Incitement (Yaron Zilberman, Israel) — Contemporary World Cinema

By Angelo Muredda

Israeli filmmaker Yaron Zilberman follows up A Late Quartet with Incitement, an unnerving recreation of the days leading up to Orthodox Jewish law student Yigal Amir’s assassination of then Israeli Prime Minister Yitzhak Rabin for his integral role in the Oslo peace process. Offering another look into the social customs by which insular worlds operate, Zilberman transitions from the rarefied air of Manhattan string quartets to student radicalism in Tel Aviv, which he delves into with the same specificity. Though the present-day parallels sometimes feel a bit strained, Zilberman offers a perceptive and focused account of how nationalist sentiment takes root on college campuses, especially in angry male audiences primed to receive it on account of their personal baggage.

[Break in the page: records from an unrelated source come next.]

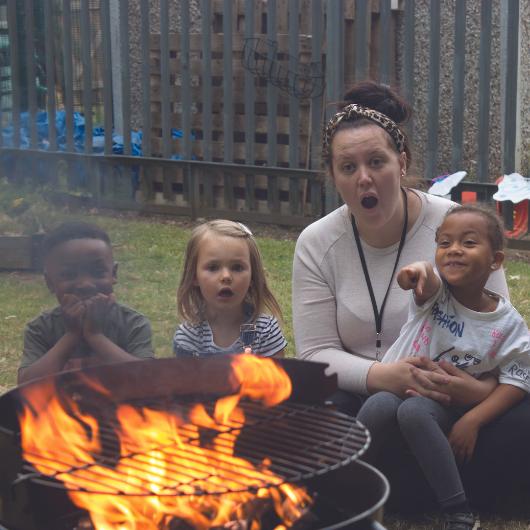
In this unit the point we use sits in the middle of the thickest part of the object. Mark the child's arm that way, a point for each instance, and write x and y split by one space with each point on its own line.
420 277
105 351
55 358
463 435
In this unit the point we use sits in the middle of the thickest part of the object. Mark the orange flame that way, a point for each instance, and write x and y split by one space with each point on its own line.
163 472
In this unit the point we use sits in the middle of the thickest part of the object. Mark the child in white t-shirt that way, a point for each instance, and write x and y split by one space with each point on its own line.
454 318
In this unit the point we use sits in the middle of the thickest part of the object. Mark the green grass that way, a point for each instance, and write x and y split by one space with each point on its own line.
150 254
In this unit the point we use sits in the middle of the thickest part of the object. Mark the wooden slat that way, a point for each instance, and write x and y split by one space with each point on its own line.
30 72
175 93
250 88
459 85
510 88
185 76
164 78
484 91
146 82
68 75
206 81
238 42
87 74
125 76
218 150
107 74
216 124
50 81
434 91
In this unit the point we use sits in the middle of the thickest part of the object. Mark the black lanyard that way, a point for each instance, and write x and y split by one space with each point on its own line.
378 315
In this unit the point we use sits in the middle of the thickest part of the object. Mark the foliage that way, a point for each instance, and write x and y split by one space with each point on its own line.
150 256
24 209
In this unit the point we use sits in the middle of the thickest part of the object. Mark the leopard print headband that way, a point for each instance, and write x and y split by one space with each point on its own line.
354 112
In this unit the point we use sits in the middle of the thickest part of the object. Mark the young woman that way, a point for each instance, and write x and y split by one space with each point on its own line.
347 306
454 319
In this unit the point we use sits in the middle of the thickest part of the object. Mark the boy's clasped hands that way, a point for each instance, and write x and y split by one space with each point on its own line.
84 318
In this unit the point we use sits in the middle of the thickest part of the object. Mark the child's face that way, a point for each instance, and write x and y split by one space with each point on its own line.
223 272
80 267
464 257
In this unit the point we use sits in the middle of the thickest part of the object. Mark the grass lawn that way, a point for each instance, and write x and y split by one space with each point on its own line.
150 254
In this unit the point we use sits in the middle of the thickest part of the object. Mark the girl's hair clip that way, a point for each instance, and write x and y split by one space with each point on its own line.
245 229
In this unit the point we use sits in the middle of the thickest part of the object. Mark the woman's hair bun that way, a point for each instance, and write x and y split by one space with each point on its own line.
379 97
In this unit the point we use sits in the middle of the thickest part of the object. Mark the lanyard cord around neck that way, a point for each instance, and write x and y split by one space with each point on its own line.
378 314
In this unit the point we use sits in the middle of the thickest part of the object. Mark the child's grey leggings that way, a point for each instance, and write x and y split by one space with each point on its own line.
424 423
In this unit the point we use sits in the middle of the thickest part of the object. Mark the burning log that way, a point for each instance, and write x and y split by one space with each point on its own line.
165 472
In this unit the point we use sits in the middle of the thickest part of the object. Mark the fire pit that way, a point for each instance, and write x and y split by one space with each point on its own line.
264 451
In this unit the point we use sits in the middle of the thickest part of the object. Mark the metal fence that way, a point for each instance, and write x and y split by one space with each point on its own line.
238 91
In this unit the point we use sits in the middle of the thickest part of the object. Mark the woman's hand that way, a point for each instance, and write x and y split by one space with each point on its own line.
444 377
403 378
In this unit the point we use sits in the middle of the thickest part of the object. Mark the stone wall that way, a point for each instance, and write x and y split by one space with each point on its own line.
419 132
471 105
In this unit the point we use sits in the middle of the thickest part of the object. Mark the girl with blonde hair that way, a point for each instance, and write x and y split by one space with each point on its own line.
223 298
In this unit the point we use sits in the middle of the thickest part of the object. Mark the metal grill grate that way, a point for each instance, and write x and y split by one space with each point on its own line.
298 442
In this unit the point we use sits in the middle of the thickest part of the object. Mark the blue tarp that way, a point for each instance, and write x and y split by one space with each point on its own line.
98 142
98 135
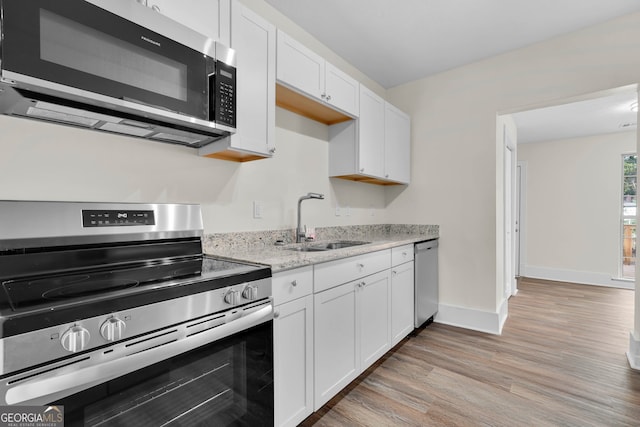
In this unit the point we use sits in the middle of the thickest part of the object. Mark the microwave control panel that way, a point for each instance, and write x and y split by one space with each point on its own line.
224 99
110 218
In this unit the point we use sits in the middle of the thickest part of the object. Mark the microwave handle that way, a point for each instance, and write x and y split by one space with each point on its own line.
46 387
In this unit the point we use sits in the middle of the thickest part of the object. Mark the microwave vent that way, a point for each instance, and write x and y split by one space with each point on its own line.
180 139
126 129
57 116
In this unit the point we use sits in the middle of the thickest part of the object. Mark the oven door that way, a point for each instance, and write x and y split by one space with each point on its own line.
76 44
227 382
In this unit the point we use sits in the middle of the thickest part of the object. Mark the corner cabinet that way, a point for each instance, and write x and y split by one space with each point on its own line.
374 148
208 17
311 86
254 40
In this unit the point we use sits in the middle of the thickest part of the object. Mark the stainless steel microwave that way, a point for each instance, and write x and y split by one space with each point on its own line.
115 66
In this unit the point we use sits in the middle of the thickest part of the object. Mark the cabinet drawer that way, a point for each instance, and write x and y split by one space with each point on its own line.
333 273
401 254
292 284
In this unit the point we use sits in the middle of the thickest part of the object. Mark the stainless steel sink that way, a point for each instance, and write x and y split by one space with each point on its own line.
319 247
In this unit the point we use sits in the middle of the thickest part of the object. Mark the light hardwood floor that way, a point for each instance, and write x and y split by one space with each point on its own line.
560 361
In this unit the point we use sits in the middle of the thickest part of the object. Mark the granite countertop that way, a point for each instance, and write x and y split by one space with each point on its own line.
260 247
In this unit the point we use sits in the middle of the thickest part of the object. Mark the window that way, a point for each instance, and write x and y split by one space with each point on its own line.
629 184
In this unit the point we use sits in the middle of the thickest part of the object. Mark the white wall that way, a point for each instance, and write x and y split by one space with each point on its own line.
456 157
40 161
573 207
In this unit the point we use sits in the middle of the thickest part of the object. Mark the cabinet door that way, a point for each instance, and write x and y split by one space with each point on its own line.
298 67
374 315
402 306
254 40
293 357
371 134
336 347
342 91
208 17
397 141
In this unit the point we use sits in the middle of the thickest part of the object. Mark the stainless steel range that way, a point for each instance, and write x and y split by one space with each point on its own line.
113 311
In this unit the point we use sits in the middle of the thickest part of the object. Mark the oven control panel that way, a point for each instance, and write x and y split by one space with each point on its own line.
110 218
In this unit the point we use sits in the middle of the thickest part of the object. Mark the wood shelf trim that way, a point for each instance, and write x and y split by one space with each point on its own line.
367 179
234 156
300 104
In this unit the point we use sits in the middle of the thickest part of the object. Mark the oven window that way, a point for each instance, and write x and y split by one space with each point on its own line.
70 44
229 382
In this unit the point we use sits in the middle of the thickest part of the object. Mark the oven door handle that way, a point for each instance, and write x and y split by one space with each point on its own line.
47 387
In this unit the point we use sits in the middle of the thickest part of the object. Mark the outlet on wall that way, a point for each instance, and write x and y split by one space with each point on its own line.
257 209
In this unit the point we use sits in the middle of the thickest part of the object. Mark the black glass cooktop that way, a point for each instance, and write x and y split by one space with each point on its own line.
49 289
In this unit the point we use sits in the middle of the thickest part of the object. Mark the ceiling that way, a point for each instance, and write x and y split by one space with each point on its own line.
596 116
397 41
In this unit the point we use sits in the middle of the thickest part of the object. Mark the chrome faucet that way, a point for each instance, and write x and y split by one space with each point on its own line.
300 234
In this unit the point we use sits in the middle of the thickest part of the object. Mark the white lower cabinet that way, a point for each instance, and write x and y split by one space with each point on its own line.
402 292
293 355
401 301
332 321
293 346
336 346
352 330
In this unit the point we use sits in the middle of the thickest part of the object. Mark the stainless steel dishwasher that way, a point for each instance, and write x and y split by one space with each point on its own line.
426 282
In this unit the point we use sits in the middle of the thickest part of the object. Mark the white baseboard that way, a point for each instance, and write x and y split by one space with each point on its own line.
469 318
574 276
633 355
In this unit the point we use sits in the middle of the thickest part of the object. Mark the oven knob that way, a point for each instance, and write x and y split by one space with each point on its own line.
112 329
75 339
232 297
250 293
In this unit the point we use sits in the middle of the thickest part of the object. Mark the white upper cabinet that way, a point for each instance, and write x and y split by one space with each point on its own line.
254 40
299 67
397 144
308 73
374 148
208 17
371 134
341 90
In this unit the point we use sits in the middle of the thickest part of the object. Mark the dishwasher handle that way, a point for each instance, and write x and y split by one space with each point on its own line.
425 246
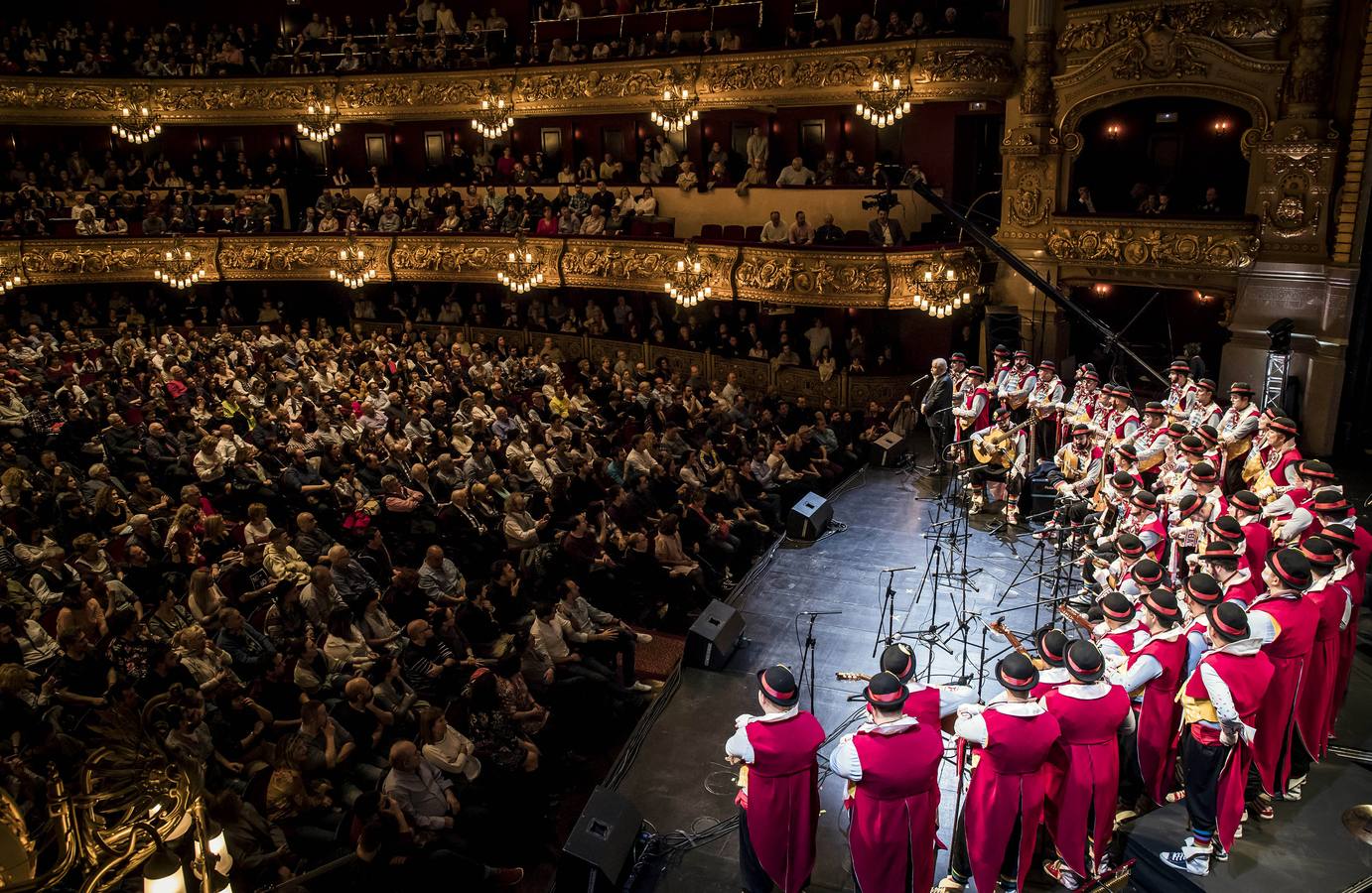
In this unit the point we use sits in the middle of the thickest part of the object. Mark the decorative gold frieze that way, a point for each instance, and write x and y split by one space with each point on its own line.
941 67
1176 244
1092 29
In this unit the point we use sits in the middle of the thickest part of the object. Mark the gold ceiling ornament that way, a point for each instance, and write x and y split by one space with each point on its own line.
677 108
319 122
888 100
521 272
136 124
180 268
945 283
688 282
352 268
495 114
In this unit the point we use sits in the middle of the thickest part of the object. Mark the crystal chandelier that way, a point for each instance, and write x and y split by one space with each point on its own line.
352 268
179 266
521 272
10 277
494 117
686 283
675 108
136 124
945 284
887 101
319 122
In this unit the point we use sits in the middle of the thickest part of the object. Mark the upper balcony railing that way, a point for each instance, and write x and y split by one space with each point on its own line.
857 277
938 68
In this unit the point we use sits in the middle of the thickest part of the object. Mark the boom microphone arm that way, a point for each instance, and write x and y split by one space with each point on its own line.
1029 273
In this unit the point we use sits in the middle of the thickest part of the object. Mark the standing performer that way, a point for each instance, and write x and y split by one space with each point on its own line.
929 703
1153 680
1005 802
936 408
1081 793
779 786
1218 705
1285 621
892 768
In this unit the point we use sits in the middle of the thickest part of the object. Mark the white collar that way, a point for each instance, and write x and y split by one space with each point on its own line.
765 717
888 728
1089 692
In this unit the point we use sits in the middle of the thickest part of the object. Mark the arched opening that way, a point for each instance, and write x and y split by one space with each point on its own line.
1170 149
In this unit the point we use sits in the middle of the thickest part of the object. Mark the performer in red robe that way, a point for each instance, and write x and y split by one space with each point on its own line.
1153 680
1311 710
779 786
1084 775
1220 705
1285 621
1005 802
892 768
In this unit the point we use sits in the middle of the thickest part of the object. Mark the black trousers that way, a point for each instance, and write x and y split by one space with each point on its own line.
1203 767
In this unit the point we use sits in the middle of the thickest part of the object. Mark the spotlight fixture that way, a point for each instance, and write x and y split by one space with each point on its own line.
136 124
352 269
945 283
319 122
521 272
677 108
494 117
686 283
887 101
179 266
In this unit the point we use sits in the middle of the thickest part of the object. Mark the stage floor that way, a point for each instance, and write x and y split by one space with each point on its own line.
681 781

Lead Yehuda Nahari Halevi wisely resists the temptation to treat Amir as an archetypal bad seed, whose stringent ideology and commitment to political violence might have been offered up as an easy origin point for everything from incel terrorism to the current chaos in the Middle East. He plays him instead as a manipulative, self-fashioned creep, who we follow in uncomfortable proximity care of Dardenne-inspired follow shots. There is an admirable commitment on both actor and director’s part to focusing on Amir’s decisions to escalate and confirm rather than test his views, instead of treating him as simply a historical boogeyman who gradually merges into the archival media he is listening to and watching in the background throughout. Zilberman mostly resists the temptation to merely check off the similarities between this cultural moment and the one that produced the Unite the Right rally in Charlottesville. By attending instead to the willfulness of Amir’s repeated claim that he is like a laser pointer, marking targets, he’s crafted a more complex and necessary sort of character study.